SUCROSE. White granulated sugar, table sugar. It is actually the purest, cleanest food in your home! It is exactly one substance – sucrose. It is completely digested by the honey bee, leaving no residue in the gut. Therefore in cold climates when bees cannot take cleansing flights easily or often, there is no buildup of residues in the gut. Sucrose is stable; it does not decompose. Kept dry it will last for countless years.
As mentioned earlier our table sugar, sucrose, is obtained from sugar cane and from sugar beets. The sugar from each is identical – both are 99.95% sucrose. The 0.05% difference is from processing, from using different clarifying agents. However these are not toxic to bees or humans. They are perfectly safe, ordinary inorganic compounds.
I can hear someone yelling – WAIT A MINUTE! Sugar beets are GMO! That has nothing to do with the sucrose molecule. GMO affects proteins in a plant. Sucrose is not a protein. The sucrose molecule is not affected by any genetic rearrangement – it would not be sucrose if it were affected.
Sugar syrup, a liquid, is suitable except in the cold of Winter when the bees are clustered. They cannot remove the water from the syrup very well.

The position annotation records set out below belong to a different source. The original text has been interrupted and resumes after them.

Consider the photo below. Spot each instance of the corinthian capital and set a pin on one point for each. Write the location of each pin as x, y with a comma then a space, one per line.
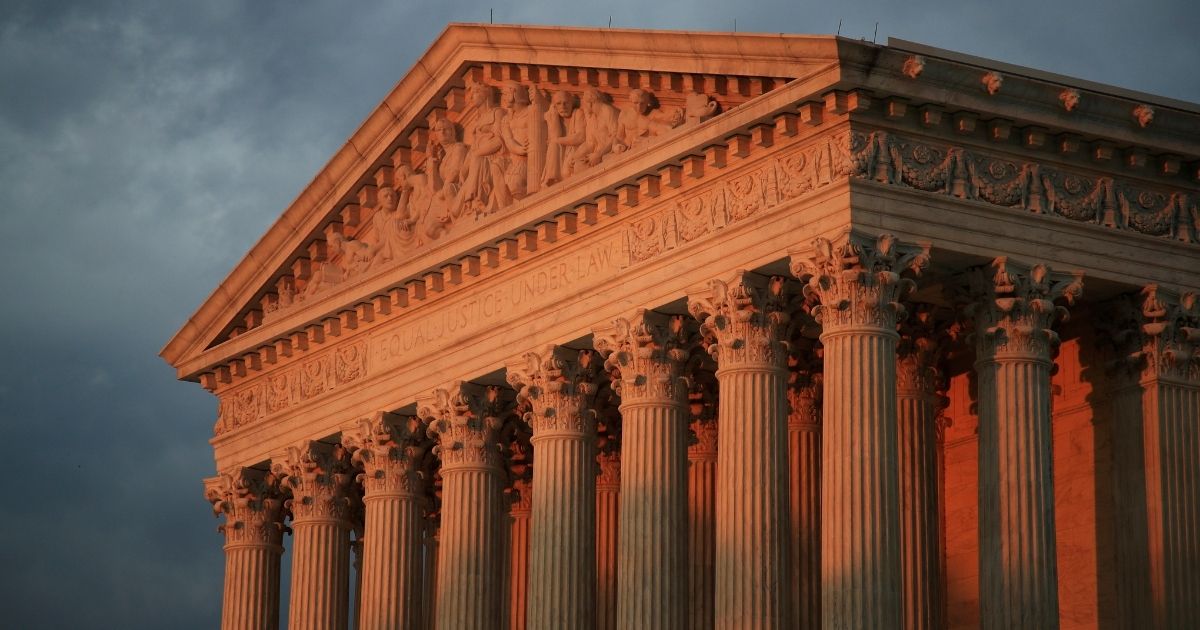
465, 420
321, 479
1014, 309
559, 385
859, 280
744, 319
388, 448
1157, 334
647, 351
252, 503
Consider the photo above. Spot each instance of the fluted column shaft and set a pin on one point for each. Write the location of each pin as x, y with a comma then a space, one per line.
559, 387
319, 477
1171, 443
1018, 563
859, 533
321, 574
921, 549
858, 282
743, 319
702, 525
804, 477
607, 532
519, 558
387, 447
253, 529
651, 559
466, 421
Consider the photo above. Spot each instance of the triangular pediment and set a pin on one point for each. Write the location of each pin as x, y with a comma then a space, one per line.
491, 118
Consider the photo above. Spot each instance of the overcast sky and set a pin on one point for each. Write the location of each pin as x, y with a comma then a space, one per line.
145, 145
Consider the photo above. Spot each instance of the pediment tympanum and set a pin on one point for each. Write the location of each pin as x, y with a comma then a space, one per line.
510, 113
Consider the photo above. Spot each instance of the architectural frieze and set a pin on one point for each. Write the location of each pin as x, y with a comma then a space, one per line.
1027, 183
252, 503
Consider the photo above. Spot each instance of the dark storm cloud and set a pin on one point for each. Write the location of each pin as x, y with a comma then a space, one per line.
147, 145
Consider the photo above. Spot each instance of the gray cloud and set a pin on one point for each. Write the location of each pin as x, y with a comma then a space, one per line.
148, 144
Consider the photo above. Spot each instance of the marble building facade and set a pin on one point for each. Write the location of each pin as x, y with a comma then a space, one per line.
598, 328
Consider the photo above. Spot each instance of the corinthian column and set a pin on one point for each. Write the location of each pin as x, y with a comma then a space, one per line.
1013, 310
918, 405
857, 282
388, 448
321, 480
607, 527
804, 478
701, 497
253, 509
559, 388
743, 322
1158, 411
465, 421
647, 351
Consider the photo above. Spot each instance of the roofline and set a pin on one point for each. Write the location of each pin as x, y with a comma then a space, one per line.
1041, 75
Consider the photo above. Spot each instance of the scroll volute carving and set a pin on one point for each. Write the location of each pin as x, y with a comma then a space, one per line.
465, 421
1157, 333
559, 388
744, 321
389, 449
321, 479
859, 280
1013, 307
646, 353
252, 503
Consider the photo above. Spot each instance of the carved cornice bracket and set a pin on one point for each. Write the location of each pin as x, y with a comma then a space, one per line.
859, 280
1013, 307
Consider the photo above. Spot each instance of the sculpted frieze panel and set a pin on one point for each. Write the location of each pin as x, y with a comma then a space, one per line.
293, 385
1012, 183
511, 139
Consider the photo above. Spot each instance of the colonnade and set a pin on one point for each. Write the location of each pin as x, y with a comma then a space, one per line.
768, 462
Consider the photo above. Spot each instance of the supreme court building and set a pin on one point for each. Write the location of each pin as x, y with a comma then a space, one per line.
598, 328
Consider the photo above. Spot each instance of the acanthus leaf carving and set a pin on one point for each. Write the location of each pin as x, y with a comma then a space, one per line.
465, 420
389, 449
859, 281
646, 353
321, 479
252, 503
1013, 307
559, 387
744, 319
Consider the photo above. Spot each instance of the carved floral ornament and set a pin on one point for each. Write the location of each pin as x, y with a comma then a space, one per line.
252, 503
857, 280
466, 420
647, 352
1157, 334
559, 387
1013, 307
511, 141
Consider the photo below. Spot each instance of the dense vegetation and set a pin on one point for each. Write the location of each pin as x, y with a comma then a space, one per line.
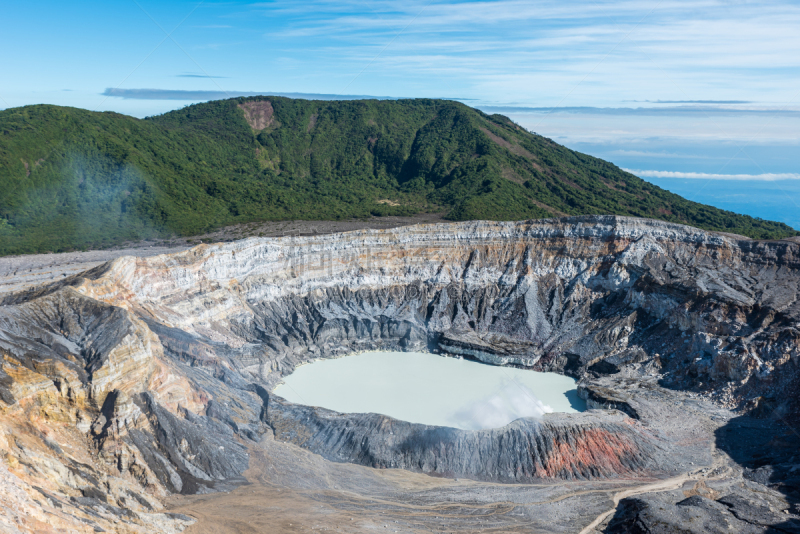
74, 179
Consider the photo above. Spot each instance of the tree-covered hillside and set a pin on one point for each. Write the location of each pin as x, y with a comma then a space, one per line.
72, 179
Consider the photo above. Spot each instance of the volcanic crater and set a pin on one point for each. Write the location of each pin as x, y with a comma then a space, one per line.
150, 377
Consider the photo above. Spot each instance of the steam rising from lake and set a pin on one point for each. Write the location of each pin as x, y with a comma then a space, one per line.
430, 389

There is one easy way to feed sucrose as a solid if mid-Winter feeding is necessary. This recipe is quick and easy, and makes use of the metabolic water from the bees to make the sucrose available.
10 pounds of white granulated sugar
8 ounces (one measuring cup) of water
Mix well – you now have ‘wet sugar.’
Make slabs on wax paper or plastic wrap to fit under the inner cover. Let them sit at room temperature overnight. In the morning they will be as hard as a brick. Peel off plastic wrap before putting on top bars.
A well-fed bee is a happy, hard-working bee. Understand your climate and keep an eye on your weather. Feed if necessary. Your bees will appreciate that attention.
Ann Harman lives, keeps her bees and writes for Bee Culture at her home in Flint Hill, Virginia.